This is the newer com antenna bracket (com1 in my case). The fitment isn’t too bad, but the 4 lower holes were off enough where I needed to up them to 4mm from 3.2mm. Also you can see the 0.064mm space I made that will keep the skin flat when riveting to the bracket. The 3 holes in the antenna bracket along the rib 3 line weren’t drilled out. I had to mark them from behind and drill the out from the top. It will be a bit tricky to do this for the right side top skin though. I was able to use the spacer to drill 2 on the 3 holes, but there’s one left that I’ll need to figure out how to drill that one out.

Above are the dimpled holes on the ribs (002 and 003). There are quite a few on rib3. Rib2 has just two on the right side of the break for the parachute tray and a few to the left. Since the manual doesn’t say anything about dimpling these parts I tried to use the factory photos from Craig’s site. I think I got most of them. I’ll double check it with the parachute cover skin prior to riveting. The manual does mention dimpling some holes on the parachute box.

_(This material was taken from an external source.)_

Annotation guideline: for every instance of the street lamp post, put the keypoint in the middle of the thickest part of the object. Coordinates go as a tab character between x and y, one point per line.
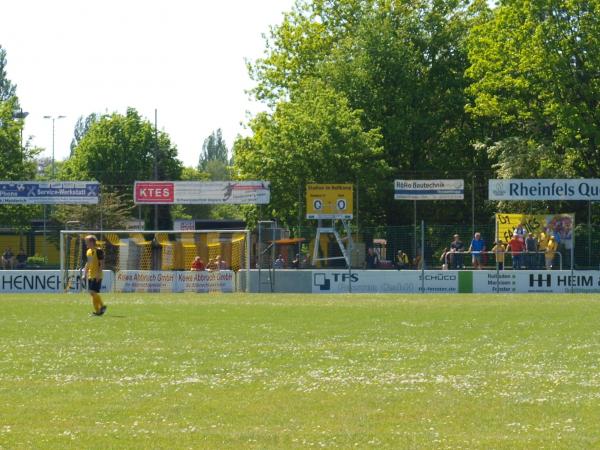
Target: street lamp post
53	118
21	115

New location of the com2 antenna. This seems to be an ideal place. It’s far enough from the landing gear and steps, but a nice straight shot to the instrument panel for the cable run. Also it will hide the antenna a little putting it on the bottom of the center fuselage rather then have it so far back on the rear fuselage where it’s right out in the open. I was also a little worried that the clearance wasn’t going to be enough where I was going to mount it on the rear fuselage. The RAMI AV-17 is only 9″ high, but it is able 23″ long.

ELT antenna cable run. I’ll have to look at the rear inside fuselage skin to see if I can drill out a hole and run the cable in this channel. The factory just runs it behind the rear seat and up to the ELT antenna mounted behind the rear seat.

Control stick and AP Servo Redux

Time: 2.5hrs

Finished installing the new control sticks and also redid the rose joints in the AP servos. 

The controls sticks seem much better then my old ones, though they’ve tightened up a bit not that everything is installed. Probably because the sticks are tied together and there’s more stuff the move. 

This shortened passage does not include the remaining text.